Since we do not have a \(condition\) variable, part of its effect on price will be encapsulated in the \(ca\) variable. So the effect of the air conditioning \(ca\) variable on the logarithm of the sale price \(LOG(sell)\) variable will be overestimated.
##
## Call:
## lm(formula = log(sell) ~ . - obs - lot + log(lot), data = df[1:400,
## ])
##
## Residuals:
## Min 1Q Median 3Q Max
## -0.66582 -0.13906 0.00796 0.14694 0.67596
##
## Coefficients:
## Estimate Std.
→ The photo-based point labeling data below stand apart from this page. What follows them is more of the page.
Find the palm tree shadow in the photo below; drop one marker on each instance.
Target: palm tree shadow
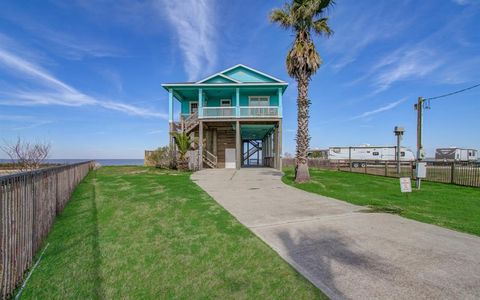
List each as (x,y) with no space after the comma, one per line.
(329,254)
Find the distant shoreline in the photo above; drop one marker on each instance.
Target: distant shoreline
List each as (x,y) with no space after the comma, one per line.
(103,162)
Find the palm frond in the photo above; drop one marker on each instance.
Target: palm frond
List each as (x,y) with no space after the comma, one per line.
(282,16)
(321,27)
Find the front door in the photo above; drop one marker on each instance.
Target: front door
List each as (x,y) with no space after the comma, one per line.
(193,107)
(230,158)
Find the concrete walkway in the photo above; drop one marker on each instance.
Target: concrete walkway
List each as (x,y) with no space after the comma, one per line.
(347,253)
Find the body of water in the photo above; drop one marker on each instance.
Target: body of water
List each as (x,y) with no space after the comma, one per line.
(103,162)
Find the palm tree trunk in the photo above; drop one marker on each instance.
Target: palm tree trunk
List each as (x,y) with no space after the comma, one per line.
(303,138)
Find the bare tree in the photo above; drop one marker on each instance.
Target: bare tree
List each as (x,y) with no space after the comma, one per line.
(25,155)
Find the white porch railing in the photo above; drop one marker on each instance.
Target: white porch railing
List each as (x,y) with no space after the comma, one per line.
(244,111)
(259,111)
(219,112)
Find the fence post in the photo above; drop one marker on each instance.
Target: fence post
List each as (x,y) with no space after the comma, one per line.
(452,173)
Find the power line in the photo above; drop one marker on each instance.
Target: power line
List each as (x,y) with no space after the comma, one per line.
(453,93)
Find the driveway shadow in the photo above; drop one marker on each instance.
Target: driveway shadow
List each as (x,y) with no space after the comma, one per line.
(329,256)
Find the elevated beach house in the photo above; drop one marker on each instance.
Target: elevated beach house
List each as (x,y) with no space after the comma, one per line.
(237,113)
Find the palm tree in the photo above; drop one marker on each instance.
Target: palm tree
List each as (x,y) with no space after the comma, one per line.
(304,17)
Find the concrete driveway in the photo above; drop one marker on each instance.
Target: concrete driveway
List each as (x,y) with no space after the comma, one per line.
(346,252)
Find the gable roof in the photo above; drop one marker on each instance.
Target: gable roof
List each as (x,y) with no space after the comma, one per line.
(235,71)
(219,76)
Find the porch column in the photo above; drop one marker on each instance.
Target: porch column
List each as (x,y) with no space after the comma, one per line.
(275,148)
(214,142)
(280,104)
(200,145)
(170,116)
(237,102)
(279,146)
(200,102)
(237,145)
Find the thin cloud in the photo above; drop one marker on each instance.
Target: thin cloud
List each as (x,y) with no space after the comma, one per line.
(154,132)
(69,45)
(195,32)
(404,65)
(384,108)
(54,91)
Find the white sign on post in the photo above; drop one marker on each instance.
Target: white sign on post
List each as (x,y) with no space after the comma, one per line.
(405,185)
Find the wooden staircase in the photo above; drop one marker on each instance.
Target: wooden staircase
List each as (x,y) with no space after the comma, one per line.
(190,123)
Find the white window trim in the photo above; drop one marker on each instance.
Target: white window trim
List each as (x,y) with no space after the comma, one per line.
(250,99)
(229,101)
(190,106)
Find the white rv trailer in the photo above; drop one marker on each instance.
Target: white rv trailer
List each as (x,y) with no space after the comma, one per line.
(456,154)
(358,155)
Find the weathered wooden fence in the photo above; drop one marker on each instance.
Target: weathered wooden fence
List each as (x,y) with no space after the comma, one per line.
(460,173)
(29,202)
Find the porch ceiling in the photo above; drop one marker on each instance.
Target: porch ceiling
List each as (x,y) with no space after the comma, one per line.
(255,131)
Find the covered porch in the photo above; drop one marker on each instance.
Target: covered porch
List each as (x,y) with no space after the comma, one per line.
(240,143)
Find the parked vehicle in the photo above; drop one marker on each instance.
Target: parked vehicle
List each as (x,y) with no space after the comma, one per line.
(360,154)
(456,154)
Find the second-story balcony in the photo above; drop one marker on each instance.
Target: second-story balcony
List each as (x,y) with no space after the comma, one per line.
(240,112)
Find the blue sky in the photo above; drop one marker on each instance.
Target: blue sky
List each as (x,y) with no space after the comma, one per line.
(85,75)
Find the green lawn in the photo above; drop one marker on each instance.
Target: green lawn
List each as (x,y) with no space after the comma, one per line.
(144,233)
(446,205)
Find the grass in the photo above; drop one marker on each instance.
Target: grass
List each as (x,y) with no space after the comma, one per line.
(446,205)
(144,233)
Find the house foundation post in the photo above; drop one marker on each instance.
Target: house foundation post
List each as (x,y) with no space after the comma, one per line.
(279,146)
(237,145)
(200,145)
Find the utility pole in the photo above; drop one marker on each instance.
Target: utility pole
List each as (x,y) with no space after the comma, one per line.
(420,152)
(398,133)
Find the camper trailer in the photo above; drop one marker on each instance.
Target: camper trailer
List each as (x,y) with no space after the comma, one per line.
(358,155)
(456,154)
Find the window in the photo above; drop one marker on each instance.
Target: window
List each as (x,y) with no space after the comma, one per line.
(259,100)
(225,102)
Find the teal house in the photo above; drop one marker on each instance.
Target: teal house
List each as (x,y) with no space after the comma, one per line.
(237,113)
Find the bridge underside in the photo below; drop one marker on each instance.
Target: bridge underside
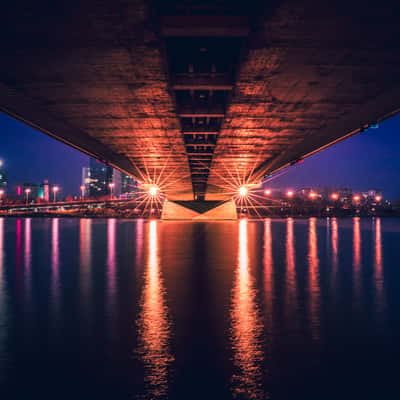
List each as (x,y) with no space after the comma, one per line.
(200,95)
Error t value Pr(>|t|)
## (Intercept) 7.67309 0.29240 26.241 < 2e-16 ***
## bdms 0.03787 0.01744 2.172 0.030469 *
## fb 0.15238 0.02469 6.170 1.71e-09 ***
## sty 0.08824 0.01819 4.850 1.79e-06 ***
## drv 0.08641 0.03141 2.751 0.006216 **
## rec 0.05465 0.03392 1.611 0.107975
## ffin 0.11471 0.02673 4.291 2.25e-05 ***
## ghw 0.19870 0.05301 3.748 0.000205 ***
## ca 0.17763 0.02724 6.521 2.17e-10 ***
## gar 0.05301 0.01480 3.583 0.000383 ***
## reg 0.15116 0.04215 3.586 0.000378 ***
## log(lot) 0.31378 0.03615 8.680 < 2e-16 ***
## ---
## Signif. codes: 0 '***' 0.001 '**' 0.01 '*' 0.05 '.' 0.1 ' ' 1
##
## Residual standard error: 0.2238 on 388 degrees of freedom
## Multiple R-squared: 0.6705, Adjusted R-squared: 0.6611
## F-statistic: 71.77 on 11 and 388 DF, p-value: < 2.2e-16
LOGmean | LOGsd | MAE |
---|---|---|
11.06 | 0.372 | 0.128 |
The Mean Absolute Error (MAE) value of 0.128 is less than a third of the dependent variable standard deviation, which leads to the conclusion that the model has some predictive ability.
##
## Jarque Bera Test
##
## data: model_h$residuals
## X-squared = 0.69757, df = 2, p-value = 0.7055
Our final model is the only one whose Jarque-Bera test does not reject the null hypothesis of normality of the residuals.
Therefore it is the only model correctly specified.